Régine liep verder. Ze bereikte een treinstation. Wanneer ze een seingever doodsbang haar verhaal vertelt, verstopt die haar in een hooiberg achter het huis. Net op tijd, want de SS was begonnen met een zoekactie in de omgeving. De bewaker bood de soldaten drankjes en iets te roken aan. Ze ontdekken Régine niet. Bloed kruipt waar het niet gaan kan. Terug in Brussel sloot ze zich opnieuw aan bij het Oostenrijkse Vrijheidsfront.
Het mirakel
Op 25 mei 1944 wordt ze op straat herkend door een Duitse soldaat die ze eerder had ontmoet tijdens haar ‘meisjeswerk’. Ze belandde opnieuw in het nazi-gevangenissysteem, maar deze keer als verzetsstrijder. Eerst in de gevangenissen van Sint-Joost en Sint-Gillis, daarna in het SS-opvangkamp Breendonk en in de Dossinkazerne. Tijdens de martelingen hield ze de lippen stijf op elkaar. Men veroordeelde haar ter dood, maar de nazi-bureaucratie kwam zichzelf tegen. De stempel op haar doodvonnis ontbrak, en dus overleefde ze miraculeus tot 4 september 1944, de dag van de bevrijding door de geallieerden.
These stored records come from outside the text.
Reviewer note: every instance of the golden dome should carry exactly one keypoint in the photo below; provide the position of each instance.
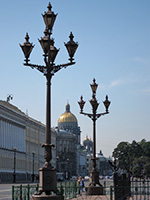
(86, 138)
(67, 116)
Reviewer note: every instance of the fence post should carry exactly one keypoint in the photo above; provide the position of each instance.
(13, 191)
(28, 193)
(61, 191)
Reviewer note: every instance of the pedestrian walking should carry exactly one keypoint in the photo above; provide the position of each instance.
(80, 184)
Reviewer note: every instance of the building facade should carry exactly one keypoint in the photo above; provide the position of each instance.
(21, 154)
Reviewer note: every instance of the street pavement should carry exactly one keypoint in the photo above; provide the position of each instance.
(5, 191)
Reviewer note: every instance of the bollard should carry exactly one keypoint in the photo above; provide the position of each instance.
(28, 192)
(13, 190)
(20, 192)
(111, 192)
Vanwege de zware martelingen verbleef ze na de bevrijding langdurig in een ziekenhuis, maar daarover gaf ze nooit meer details prijs. In de naoorlogse periode emigreerde ze naar de Verenigde Staten, waar ze een opleiding tot psychotherapeut volgde. Gans haar carrière begeleidde ze mensen met mentale problemen. Régine Krochmal overleed in 2012 op 91-jarige leeftijd in België.